What made our year truly amazing was our mentality and the people we have had the pleasure of meeting along the way. We got up and went where the wind took us, teaching me that we shouldn't be in a rush with life and there is so much to see and experience. In a time when being different, having unorthodox beliefs, and looking or dressing against the trends is almost scary, I learned something so obvious - that everything is "normal" somewhere and we all should not be looking with a critical eye but with an open heart. We have had some tough experiences with people and places, but the overwhelming majority of the time we were showered with generosity and kindness, enriching my faith in humankind. We are going home a little beat up, with numerous scars, God knows how many cavities, a semi-permanent layer of dirt, raggedy clothes and no money. But, I don't care. I still have a smile on my face, thank whatever God out there who allowed me to find this drive, and recognize that if it weren't for my home environment - the freedom that I have in my country and the support I have from my family - that I would find life a lot more boring. This drug called traveling is addictive and I'm not sure I will ever have enough.

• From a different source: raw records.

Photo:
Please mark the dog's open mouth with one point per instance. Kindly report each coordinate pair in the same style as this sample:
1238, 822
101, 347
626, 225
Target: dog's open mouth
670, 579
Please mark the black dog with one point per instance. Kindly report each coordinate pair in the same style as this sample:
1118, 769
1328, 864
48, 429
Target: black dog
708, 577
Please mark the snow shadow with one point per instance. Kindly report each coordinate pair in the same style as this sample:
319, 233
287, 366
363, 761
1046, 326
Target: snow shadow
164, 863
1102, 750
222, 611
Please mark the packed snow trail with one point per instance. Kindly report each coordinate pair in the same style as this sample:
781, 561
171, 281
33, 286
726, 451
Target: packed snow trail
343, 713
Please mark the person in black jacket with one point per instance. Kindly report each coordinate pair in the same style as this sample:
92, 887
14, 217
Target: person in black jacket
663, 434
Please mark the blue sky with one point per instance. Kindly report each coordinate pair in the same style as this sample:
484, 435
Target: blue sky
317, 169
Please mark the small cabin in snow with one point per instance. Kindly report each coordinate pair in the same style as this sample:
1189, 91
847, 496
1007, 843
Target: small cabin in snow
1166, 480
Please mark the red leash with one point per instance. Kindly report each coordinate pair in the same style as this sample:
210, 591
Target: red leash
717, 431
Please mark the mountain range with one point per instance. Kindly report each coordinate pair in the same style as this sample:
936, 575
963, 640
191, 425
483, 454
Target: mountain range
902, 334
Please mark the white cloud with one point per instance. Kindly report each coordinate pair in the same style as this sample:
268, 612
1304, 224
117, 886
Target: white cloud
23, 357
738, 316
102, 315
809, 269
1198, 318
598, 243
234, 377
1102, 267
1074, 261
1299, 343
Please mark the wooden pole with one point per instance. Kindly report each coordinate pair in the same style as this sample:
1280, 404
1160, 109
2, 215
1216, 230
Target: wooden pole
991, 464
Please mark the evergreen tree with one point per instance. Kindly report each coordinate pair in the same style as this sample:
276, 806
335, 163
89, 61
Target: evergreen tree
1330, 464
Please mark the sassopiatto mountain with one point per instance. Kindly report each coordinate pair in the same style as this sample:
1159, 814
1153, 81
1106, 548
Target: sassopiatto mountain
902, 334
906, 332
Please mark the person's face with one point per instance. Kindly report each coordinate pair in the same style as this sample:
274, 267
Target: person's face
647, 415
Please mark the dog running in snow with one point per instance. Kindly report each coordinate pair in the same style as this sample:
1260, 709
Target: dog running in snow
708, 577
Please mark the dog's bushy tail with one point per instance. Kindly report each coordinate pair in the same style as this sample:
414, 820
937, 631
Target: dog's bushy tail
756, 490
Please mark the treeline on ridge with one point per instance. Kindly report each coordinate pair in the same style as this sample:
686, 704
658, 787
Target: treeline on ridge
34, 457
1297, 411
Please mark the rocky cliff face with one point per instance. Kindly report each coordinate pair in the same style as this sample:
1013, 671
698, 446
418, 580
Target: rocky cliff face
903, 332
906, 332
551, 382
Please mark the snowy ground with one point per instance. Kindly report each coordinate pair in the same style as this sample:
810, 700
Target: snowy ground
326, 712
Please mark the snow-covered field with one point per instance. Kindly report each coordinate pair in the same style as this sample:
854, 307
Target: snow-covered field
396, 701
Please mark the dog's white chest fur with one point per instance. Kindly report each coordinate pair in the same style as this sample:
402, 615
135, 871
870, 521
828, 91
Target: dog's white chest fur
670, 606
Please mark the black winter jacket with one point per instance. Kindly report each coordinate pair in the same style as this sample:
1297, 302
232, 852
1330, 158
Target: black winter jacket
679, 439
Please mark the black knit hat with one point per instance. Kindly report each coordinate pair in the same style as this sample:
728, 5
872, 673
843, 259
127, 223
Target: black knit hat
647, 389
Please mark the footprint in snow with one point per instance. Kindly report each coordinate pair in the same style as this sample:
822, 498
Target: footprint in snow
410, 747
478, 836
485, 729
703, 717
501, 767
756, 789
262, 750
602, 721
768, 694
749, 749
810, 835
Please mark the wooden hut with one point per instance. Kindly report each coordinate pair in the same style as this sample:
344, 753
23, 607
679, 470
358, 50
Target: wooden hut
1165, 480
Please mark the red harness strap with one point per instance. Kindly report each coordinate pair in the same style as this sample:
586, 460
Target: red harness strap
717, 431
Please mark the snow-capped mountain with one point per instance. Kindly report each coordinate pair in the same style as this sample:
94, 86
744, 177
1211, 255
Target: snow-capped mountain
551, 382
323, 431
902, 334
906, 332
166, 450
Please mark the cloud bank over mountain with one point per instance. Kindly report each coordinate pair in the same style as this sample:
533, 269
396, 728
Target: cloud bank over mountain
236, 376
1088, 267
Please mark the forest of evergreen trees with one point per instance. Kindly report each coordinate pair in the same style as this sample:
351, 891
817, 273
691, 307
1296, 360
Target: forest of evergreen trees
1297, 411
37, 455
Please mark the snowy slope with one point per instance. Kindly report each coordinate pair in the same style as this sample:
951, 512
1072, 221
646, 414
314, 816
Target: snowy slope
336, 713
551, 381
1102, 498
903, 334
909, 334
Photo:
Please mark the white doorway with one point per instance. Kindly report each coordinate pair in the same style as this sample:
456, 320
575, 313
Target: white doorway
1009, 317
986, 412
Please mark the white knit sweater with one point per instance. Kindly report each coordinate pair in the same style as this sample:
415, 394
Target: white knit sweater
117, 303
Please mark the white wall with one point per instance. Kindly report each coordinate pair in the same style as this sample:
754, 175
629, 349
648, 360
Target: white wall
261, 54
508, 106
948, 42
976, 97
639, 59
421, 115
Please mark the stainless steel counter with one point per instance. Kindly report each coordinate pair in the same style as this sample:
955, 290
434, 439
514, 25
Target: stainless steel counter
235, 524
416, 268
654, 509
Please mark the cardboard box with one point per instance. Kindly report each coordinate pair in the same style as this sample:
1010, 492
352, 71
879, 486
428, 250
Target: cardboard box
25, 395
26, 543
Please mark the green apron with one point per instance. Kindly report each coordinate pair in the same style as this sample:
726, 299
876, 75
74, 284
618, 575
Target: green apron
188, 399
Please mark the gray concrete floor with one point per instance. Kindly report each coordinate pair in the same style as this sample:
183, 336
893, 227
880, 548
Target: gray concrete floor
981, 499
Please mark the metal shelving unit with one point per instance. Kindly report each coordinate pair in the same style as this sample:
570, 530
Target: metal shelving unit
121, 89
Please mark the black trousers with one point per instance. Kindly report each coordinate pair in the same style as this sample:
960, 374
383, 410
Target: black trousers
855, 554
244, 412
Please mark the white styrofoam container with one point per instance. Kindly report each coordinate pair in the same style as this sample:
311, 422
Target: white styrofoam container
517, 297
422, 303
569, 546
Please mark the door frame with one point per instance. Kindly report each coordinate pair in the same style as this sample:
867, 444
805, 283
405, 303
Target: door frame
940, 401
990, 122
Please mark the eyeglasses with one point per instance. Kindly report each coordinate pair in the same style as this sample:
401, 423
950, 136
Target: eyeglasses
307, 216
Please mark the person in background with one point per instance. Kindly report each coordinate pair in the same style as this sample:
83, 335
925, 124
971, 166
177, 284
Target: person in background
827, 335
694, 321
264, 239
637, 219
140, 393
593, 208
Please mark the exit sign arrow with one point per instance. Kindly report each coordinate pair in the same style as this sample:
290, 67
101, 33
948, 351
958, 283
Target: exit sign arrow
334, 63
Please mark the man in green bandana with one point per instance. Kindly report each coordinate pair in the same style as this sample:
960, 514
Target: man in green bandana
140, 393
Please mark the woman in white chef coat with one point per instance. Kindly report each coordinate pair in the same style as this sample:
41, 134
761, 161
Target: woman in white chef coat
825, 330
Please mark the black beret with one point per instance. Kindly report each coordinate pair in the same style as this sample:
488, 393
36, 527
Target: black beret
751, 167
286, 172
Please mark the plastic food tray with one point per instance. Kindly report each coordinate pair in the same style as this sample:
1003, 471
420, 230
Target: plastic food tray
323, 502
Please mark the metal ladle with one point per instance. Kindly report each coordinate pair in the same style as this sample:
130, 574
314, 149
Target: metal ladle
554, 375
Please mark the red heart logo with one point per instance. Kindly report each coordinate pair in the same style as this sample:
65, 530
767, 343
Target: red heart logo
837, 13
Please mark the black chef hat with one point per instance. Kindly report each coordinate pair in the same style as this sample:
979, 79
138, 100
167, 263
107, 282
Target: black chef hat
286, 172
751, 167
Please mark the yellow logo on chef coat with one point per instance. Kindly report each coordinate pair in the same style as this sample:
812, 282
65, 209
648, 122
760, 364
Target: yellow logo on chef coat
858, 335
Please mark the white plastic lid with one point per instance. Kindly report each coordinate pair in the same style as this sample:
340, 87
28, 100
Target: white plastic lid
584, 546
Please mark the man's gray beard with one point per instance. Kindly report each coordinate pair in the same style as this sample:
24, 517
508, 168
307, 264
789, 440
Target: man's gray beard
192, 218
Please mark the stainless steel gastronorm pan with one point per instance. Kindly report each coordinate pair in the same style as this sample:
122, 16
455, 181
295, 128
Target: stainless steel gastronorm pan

That being said (with all it's sappiness), I am sure you are wondering "what next?!" We can't travel forever...or can we? In all honesty, we don't know what is coming our way...I suppose a job of some sort must be in our immediate future - what kind, I don't know. I have seen and felt too much this year to not hit the road again sometime soon.

Thank you for reading throughout this past year and I hope that you have been able to get a taste for what we have fell in love with. Until next time....

2 comments:

Travel-PB said...

Remember me? I am that Slovenian guy from the edge of the Erg Chebi desert with whom you exchanged blog URLs.

I guess this means you two are back home in the US again. Tea shop up and running yet?

Well I just stopped by your blog to say hello and to let you know that it was a real pleasure reading some of your posts.